Neural networks have always played an important role in automatic fraud detection systems [GR94]. They are, however, rarely the first choice in production since transactions are tabular data, and a lot of practitioners still rely on feature engineering and classical machine learning techniques such as random Forests or XGBoost. Nevertheless, not only can they reach very competitive performance, but they also have many advantages for the credit fraud detection problem. They represent an additional model that provides a different behavior, they can be federated easily, they automate feature engineering and representation learning, and they are differentiable and incremental.
In this chapter, the objective was to cover the methodology to build neural networks for fraud detection, from general considerations on the design of a deep learning pipeline to the implementation of several architectures: a feed-forward neural network, an autoencoder, a convolutional neural network, a long short-term memory network, and an LSTM with Attention.
This methodology gives an overview of the major elements in the design of a Neural Network. Comparatively to classical methods, there are an infinite set of hyperparameters and possibilities, which entails a time-consuming tuning process but allows a great expressivity.
The different architecture developed in the chapter belong to different families of techniques:
The regular feed-forward network is the simplest but most widely used architecture of deep learning. It is only made of fully connected neurons and is the standard choice to solve classification/regression problems on tabular data, with a set of features with numerical values.
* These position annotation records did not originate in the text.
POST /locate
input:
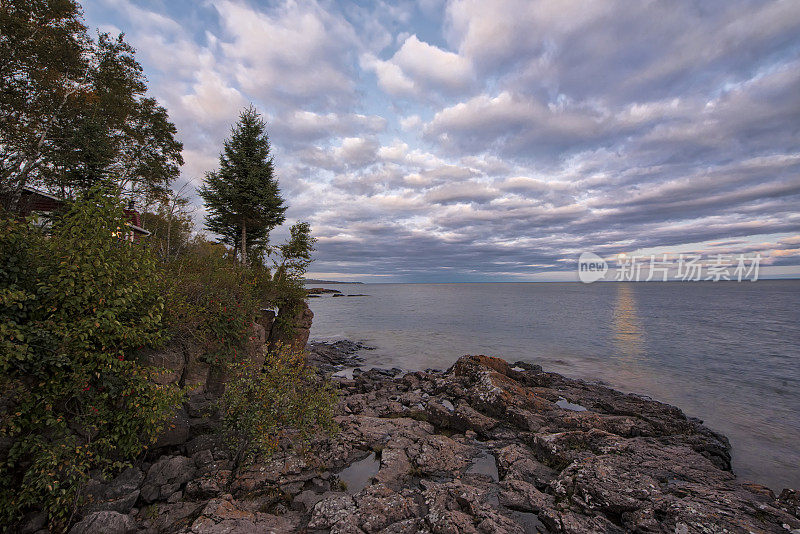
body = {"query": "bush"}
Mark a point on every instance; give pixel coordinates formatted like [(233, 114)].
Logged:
[(282, 401), (76, 301)]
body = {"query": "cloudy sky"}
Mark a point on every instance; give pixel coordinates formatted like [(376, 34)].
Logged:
[(472, 140)]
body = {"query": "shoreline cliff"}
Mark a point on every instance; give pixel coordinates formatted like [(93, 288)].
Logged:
[(484, 446)]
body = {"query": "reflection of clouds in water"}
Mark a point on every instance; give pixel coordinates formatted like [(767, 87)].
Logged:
[(628, 333)]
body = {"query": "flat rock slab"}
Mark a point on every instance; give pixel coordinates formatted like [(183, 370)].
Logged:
[(481, 447)]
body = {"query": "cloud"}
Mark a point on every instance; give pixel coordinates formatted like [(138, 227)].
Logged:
[(490, 139), (297, 52)]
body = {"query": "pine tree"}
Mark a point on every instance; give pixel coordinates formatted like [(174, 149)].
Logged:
[(242, 198)]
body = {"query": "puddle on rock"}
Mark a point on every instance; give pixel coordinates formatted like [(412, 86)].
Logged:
[(358, 474), (566, 405), (485, 464), (345, 373)]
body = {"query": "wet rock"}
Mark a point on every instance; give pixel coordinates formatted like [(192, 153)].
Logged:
[(167, 476), (503, 456), (105, 522), (118, 495)]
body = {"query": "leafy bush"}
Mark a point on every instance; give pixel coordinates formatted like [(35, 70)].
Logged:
[(75, 302), (211, 300), (282, 400)]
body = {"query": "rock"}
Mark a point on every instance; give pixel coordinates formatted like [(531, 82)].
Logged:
[(176, 431), (33, 523), (321, 291), (300, 320), (332, 510), (167, 476), (221, 516), (625, 464), (195, 372), (169, 359), (105, 522)]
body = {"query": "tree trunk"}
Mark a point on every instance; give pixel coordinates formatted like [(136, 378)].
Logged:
[(244, 243)]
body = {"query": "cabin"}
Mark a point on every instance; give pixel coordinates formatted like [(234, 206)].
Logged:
[(34, 201)]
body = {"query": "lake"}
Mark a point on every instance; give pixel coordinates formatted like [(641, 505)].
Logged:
[(725, 352)]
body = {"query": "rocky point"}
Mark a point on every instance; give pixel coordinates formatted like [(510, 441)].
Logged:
[(482, 447)]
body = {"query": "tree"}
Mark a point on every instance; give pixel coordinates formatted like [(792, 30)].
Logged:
[(295, 254), (170, 223), (243, 199), (77, 305), (74, 112)]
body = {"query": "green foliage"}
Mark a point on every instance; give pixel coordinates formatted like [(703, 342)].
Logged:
[(211, 300), (242, 198), (74, 111), (170, 225), (296, 253), (76, 304), (282, 402)]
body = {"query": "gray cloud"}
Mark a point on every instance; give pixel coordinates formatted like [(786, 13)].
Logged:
[(482, 139)]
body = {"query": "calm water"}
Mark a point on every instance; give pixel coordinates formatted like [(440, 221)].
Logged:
[(724, 352)]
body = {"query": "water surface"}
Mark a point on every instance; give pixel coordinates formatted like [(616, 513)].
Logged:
[(724, 352)]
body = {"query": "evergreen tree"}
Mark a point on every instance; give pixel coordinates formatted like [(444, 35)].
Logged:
[(242, 197), (74, 112)]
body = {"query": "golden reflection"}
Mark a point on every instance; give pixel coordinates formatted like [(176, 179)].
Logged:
[(628, 332)]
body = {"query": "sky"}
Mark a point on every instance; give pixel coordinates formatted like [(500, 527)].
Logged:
[(484, 140)]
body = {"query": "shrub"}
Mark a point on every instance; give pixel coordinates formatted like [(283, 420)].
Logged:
[(211, 300), (76, 302), (282, 401)]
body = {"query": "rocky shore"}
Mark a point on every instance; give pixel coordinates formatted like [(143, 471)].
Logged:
[(484, 446)]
The autoencoder’s goal is to learn representations to reconstruct descriptive variables, so it has been widely used for unsupervised learning problems. This method is interesting because anomaly detection, and in particular fraud detection, can be tackled with unsupervised or semi-supervised techniques. One way to use the autoencoder for that purpose is to consider its reconstruction error as an indicator for fraud risk. It can be used solely to detect outliers, but this generally leads to a low precision. It can also be used as an extra variable in supervised classification.
The CNN and LSTM (with or without attention) can be used as sequential models. They allow to automatically build features from contextual data. To classify a transaction as fraudulent or genuine, it is generally useful to resort to the regular behavior of the cardholder in order to detect a discrepancy. A manual method to integrate this contextual information is to proceed with feature engineering and the creation of expert features aggregation. Instead, sequential models rely on a sequence of transactions that precedes the current transaction and is linked to it with respect to a landmark variable such as the Customer ID, and they automatically compute a representation that summarizes the sequence.
In conclusion, deep learning methods for fraud detection are varied, appear to be competitive with classical machine learning approaches on both simulated and real-world data, and have multiple practical advantages. Therefore, they definitely deserve a place in the fraud detection practitioner’s toolbox.